Conecte os pontos. Pense de forma diferente. Saia das respostas óbvias e desenvolva respostas inovadoras para problemas antigos. Foi o que um grupo de jovens profissionais agrupados na organização Soluções Tecnológicas Sustentáveis (STS) de Rosário fez em abril de 2020, algumas semanas após o início da pandemia e com todas as restrições do momento. Eles criaram uma maneira de vincular o que havia sido isolado de um dia para o outro: a necessidade de vender dos produtores agroecológicos da periferia do Rosário, sem a possibilidade de fazê-lo nas feiras habituais, e a demanda por alimentos de cantinas populares e áreas de piquenique, que se multiplicaram com o passar do tempo e o a crise social subiu.
Diante dessa urgência, e após um breve encontro virtual entre vários membros do STS, em meados de abril de 2020, nasceu o programa De la Huerta a la Olla (delahuertaalaolla.org.ar), um canal de solidariedade gerenciado por essa organização que conecta os horticultores de Rosário e arredores com salas de jantar e áreas de piquenique da cidade. É financiado por doações de indivíduos que podem ver em tempo real em um painel on-line de acesso aberto como e onde o dinheiro contribuído é usado.
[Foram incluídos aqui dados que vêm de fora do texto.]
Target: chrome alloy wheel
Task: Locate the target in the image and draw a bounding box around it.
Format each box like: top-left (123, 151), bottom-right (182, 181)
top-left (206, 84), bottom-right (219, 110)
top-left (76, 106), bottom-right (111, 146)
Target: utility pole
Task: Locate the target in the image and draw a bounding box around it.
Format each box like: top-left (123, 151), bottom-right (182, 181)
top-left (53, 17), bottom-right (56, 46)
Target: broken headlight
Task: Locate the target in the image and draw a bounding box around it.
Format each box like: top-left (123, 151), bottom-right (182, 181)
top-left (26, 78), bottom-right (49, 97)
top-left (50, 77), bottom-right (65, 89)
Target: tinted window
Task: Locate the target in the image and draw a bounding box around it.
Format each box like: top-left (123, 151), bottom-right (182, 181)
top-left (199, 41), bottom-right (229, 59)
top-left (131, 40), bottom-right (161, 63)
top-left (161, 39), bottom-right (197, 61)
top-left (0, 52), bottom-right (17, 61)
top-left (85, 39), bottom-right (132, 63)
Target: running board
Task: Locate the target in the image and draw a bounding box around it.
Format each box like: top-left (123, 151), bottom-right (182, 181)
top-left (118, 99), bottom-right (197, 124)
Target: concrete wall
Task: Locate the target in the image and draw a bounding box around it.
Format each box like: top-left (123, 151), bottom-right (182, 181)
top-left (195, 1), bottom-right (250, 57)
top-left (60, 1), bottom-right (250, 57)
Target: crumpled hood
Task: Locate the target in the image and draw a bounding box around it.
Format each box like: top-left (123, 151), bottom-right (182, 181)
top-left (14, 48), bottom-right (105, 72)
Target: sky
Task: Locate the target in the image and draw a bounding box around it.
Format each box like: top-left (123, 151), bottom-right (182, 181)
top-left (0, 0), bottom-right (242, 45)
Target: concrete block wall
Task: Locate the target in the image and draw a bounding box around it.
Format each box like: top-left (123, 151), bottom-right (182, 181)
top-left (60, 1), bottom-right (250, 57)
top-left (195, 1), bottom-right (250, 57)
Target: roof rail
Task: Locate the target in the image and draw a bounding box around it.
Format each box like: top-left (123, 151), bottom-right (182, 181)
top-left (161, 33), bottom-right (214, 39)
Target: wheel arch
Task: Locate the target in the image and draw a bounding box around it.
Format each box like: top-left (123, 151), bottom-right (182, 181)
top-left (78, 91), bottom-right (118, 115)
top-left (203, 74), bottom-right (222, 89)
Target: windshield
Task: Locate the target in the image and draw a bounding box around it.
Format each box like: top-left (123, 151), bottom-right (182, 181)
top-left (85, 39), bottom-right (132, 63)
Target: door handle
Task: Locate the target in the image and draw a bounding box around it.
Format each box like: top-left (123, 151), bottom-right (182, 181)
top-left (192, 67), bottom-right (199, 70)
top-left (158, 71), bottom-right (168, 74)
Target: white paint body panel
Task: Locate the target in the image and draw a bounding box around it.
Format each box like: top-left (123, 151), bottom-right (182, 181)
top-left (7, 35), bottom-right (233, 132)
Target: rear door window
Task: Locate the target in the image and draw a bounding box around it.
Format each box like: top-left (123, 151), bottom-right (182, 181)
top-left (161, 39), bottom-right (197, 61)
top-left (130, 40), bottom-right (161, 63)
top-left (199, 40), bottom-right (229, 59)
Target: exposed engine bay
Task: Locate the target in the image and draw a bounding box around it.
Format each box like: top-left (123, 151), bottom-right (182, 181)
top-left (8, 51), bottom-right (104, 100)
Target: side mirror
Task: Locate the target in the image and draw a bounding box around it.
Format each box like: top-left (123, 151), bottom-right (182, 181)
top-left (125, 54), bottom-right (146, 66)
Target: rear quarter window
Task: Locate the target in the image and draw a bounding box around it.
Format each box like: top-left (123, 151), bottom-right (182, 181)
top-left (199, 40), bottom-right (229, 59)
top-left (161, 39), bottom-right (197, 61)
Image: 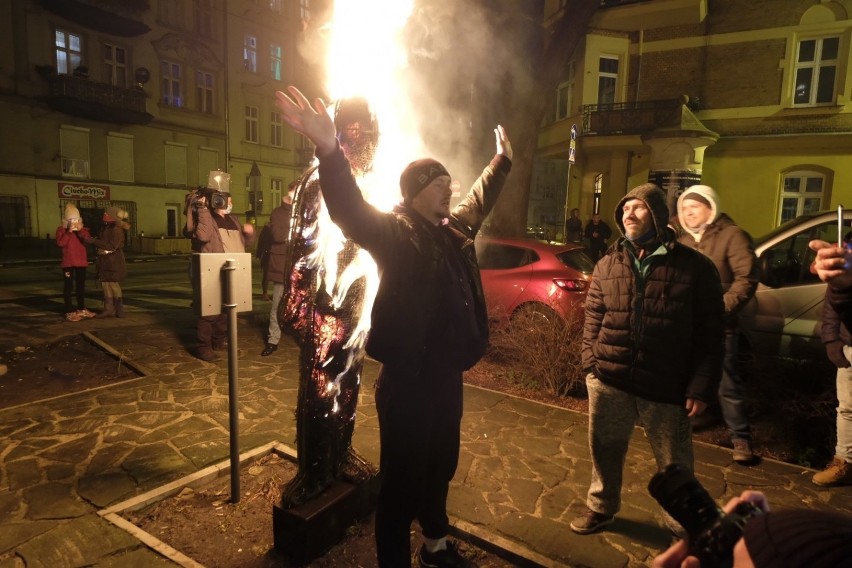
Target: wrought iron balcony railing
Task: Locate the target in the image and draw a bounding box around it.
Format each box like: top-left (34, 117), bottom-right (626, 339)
top-left (583, 98), bottom-right (684, 136)
top-left (48, 75), bottom-right (153, 124)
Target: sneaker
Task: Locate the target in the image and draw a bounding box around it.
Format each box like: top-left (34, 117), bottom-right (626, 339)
top-left (811, 456), bottom-right (852, 487)
top-left (732, 438), bottom-right (755, 463)
top-left (417, 541), bottom-right (470, 568)
top-left (571, 507), bottom-right (615, 534)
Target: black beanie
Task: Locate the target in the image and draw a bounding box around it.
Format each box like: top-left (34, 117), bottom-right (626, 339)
top-left (743, 509), bottom-right (852, 568)
top-left (399, 158), bottom-right (450, 203)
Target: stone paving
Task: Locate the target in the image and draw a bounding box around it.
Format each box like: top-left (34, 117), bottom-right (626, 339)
top-left (0, 305), bottom-right (852, 568)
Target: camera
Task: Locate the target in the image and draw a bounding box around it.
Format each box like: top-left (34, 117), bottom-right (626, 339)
top-left (648, 464), bottom-right (761, 568)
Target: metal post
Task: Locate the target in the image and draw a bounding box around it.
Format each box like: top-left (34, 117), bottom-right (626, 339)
top-left (222, 259), bottom-right (240, 503)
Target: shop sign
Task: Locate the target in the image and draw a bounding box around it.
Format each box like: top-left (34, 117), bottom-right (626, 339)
top-left (58, 183), bottom-right (109, 200)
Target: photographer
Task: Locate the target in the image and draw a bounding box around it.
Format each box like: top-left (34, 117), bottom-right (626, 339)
top-left (651, 491), bottom-right (852, 568)
top-left (184, 182), bottom-right (254, 361)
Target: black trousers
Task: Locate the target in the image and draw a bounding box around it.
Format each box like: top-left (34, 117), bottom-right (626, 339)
top-left (62, 266), bottom-right (86, 313)
top-left (376, 361), bottom-right (463, 568)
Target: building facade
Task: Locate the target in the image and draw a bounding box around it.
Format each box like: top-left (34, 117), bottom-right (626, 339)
top-left (0, 0), bottom-right (310, 248)
top-left (540, 0), bottom-right (852, 240)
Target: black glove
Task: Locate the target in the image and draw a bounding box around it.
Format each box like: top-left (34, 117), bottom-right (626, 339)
top-left (825, 340), bottom-right (852, 369)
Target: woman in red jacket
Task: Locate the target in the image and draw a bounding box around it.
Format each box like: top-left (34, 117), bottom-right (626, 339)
top-left (56, 203), bottom-right (95, 321)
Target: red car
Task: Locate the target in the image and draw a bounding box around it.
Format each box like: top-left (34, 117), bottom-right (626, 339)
top-left (476, 235), bottom-right (595, 322)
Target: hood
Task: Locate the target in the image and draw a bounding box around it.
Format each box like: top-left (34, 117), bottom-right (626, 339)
top-left (677, 185), bottom-right (719, 242)
top-left (615, 183), bottom-right (669, 241)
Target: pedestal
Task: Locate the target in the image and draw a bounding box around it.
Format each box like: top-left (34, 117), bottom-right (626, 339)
top-left (272, 477), bottom-right (379, 564)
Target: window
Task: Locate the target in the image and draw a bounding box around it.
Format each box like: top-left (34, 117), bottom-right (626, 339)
top-left (598, 55), bottom-right (618, 105)
top-left (793, 37), bottom-right (840, 106)
top-left (157, 0), bottom-right (183, 28)
top-left (270, 178), bottom-right (284, 207)
top-left (778, 171), bottom-right (825, 224)
top-left (193, 0), bottom-right (213, 37)
top-left (107, 132), bottom-right (134, 181)
top-left (165, 142), bottom-right (187, 187)
top-left (56, 30), bottom-right (83, 75)
top-left (243, 36), bottom-right (257, 73)
top-left (195, 71), bottom-right (213, 114)
top-left (104, 44), bottom-right (127, 88)
top-left (160, 61), bottom-right (183, 107)
top-left (59, 125), bottom-right (89, 178)
top-left (556, 61), bottom-right (574, 120)
top-left (269, 111), bottom-right (284, 148)
top-left (269, 45), bottom-right (281, 81)
top-left (246, 106), bottom-right (258, 144)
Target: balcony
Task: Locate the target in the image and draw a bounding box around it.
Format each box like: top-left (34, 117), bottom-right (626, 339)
top-left (47, 75), bottom-right (154, 124)
top-left (583, 97), bottom-right (688, 136)
top-left (592, 0), bottom-right (707, 32)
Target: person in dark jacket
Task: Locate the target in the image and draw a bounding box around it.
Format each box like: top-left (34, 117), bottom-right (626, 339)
top-left (571, 183), bottom-right (724, 534)
top-left (677, 185), bottom-right (758, 464)
top-left (276, 87), bottom-right (512, 567)
top-left (260, 189), bottom-right (293, 357)
top-left (183, 182), bottom-right (254, 361)
top-left (88, 207), bottom-right (130, 318)
top-left (812, 233), bottom-right (852, 487)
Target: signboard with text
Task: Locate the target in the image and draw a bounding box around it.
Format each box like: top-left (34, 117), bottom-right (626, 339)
top-left (57, 182), bottom-right (109, 201)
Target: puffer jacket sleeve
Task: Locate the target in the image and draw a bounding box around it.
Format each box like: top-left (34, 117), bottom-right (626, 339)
top-left (686, 253), bottom-right (725, 403)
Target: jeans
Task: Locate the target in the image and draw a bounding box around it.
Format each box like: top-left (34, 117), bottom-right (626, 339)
top-left (266, 282), bottom-right (284, 345)
top-left (834, 345), bottom-right (852, 462)
top-left (719, 333), bottom-right (751, 441)
top-left (586, 374), bottom-right (695, 518)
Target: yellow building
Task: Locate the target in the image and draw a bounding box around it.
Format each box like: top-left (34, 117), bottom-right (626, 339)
top-left (540, 0), bottom-right (852, 236)
top-left (0, 0), bottom-right (310, 248)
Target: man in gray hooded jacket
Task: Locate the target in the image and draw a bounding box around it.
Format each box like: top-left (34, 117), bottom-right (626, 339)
top-left (677, 185), bottom-right (758, 463)
top-left (571, 183), bottom-right (724, 534)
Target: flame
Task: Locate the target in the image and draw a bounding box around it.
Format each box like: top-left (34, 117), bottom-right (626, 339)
top-left (310, 0), bottom-right (423, 413)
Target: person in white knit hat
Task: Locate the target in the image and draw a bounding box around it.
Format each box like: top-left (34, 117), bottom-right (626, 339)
top-left (677, 185), bottom-right (758, 464)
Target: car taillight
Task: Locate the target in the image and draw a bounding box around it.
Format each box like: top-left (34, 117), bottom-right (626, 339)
top-left (553, 278), bottom-right (587, 292)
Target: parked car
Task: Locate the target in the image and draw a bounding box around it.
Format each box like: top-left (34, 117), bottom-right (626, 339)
top-left (740, 211), bottom-right (852, 360)
top-left (476, 234), bottom-right (595, 322)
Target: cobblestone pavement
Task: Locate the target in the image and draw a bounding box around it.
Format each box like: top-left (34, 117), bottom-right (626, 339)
top-left (0, 296), bottom-right (852, 568)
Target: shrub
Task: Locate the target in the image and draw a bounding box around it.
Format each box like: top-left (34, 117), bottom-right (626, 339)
top-left (486, 306), bottom-right (585, 396)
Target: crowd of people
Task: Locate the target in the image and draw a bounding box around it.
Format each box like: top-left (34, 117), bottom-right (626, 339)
top-left (56, 81), bottom-right (852, 568)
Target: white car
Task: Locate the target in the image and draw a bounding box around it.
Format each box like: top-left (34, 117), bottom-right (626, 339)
top-left (740, 211), bottom-right (852, 359)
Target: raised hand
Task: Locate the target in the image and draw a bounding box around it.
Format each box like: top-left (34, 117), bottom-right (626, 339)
top-left (275, 86), bottom-right (337, 156)
top-left (494, 124), bottom-right (512, 160)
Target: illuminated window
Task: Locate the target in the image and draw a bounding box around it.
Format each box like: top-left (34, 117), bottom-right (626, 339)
top-left (195, 71), bottom-right (214, 114)
top-left (778, 170), bottom-right (825, 224)
top-left (269, 111), bottom-right (284, 148)
top-left (56, 30), bottom-right (83, 75)
top-left (246, 105), bottom-right (258, 144)
top-left (269, 44), bottom-right (281, 81)
top-left (160, 61), bottom-right (183, 107)
top-left (104, 44), bottom-right (127, 87)
top-left (243, 36), bottom-right (257, 73)
top-left (793, 36), bottom-right (840, 106)
top-left (598, 55), bottom-right (618, 105)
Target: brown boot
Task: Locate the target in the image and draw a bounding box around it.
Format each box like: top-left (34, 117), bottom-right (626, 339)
top-left (811, 456), bottom-right (852, 487)
top-left (95, 298), bottom-right (115, 318)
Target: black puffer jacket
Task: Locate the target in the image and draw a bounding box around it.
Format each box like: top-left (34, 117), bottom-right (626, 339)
top-left (319, 142), bottom-right (511, 371)
top-left (583, 186), bottom-right (724, 405)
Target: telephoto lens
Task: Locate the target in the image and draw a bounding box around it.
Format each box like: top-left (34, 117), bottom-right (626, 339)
top-left (648, 464), bottom-right (761, 568)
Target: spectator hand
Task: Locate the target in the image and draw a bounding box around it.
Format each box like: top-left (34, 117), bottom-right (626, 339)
top-left (275, 86), bottom-right (337, 157)
top-left (494, 124), bottom-right (514, 160)
top-left (825, 339), bottom-right (852, 369)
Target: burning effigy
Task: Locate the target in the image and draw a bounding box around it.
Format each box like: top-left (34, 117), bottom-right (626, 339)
top-left (278, 97), bottom-right (378, 507)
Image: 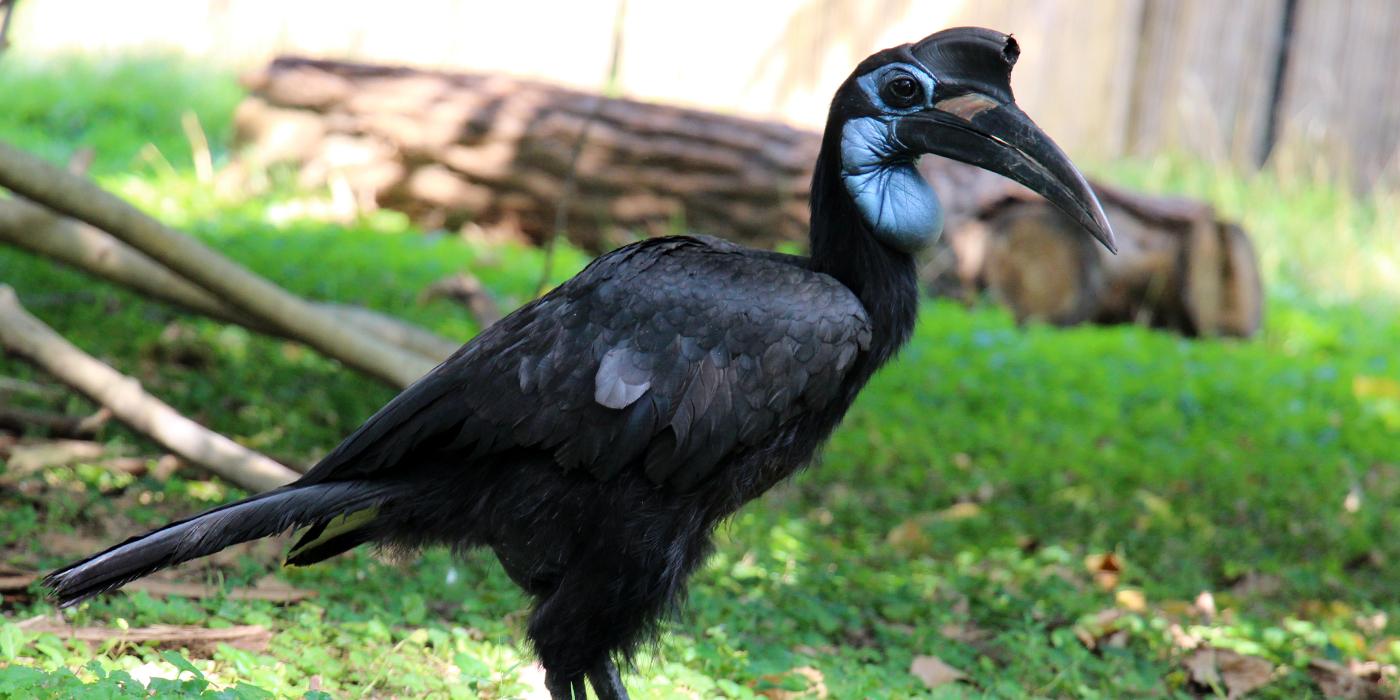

“Logo após o início da pandemia, vimos que, embora a necessidade das cantinas crescesse, havia dezenas de produtores que tinham alimentos que não podiam vender porque as feiras haviam fechado: a ideia de conectá-los e cuidar da logística de entrega surgiu imediatamente”, lembra Cora Moyano, Lucila González, Nacho Zapata, Evelin Sehoane e Delfina Eckhart, dois anos após a primeira remessa.
“A crise pandêmica acelerou as dúvidas que já tínhamos sobre nossos sistemas de produção, distribuição e consumo de alimentos. Com este programa, tentamos fornecer oxigênio para a produção responsável de alimentos, distribuição mais justa e acesso a alimentos saudáveis”, explicou Nacho Zapata.
Após 24 meses de ação, em março deste ano, o projeto já havia arrecadado quase 1,7 milhão de pesos em doações graças à contribuição de 214 pessoas. Com esta prata, legumes, ovos e frango foram comprados de 34 produtores diferentes no Gran Rosario e mais de 100 entregas de alimentos frescos, agroecológicos e sazonais foram feitos para 21 salas de jantar.
Consciência socioambiental
Para que De la Huerta a la Olla (DHO) existisse, tinha que haver STS, uma organização nascida e criada na Faculdade de Engenharia da Universidade Nacional de Rosário em 2009 com a ideia de “gerar consciência socioambiental”. Para isso, o grupo fundador (predominantemente estudantes do sexo masculino ou recém-formados em engenharia) focou em projetar soluções inovadoras para alguns dos problemas que a vida em uma cidade grande coloca, com mobilidade e acesso a alimentos de qualidade como dois dos principais eixos.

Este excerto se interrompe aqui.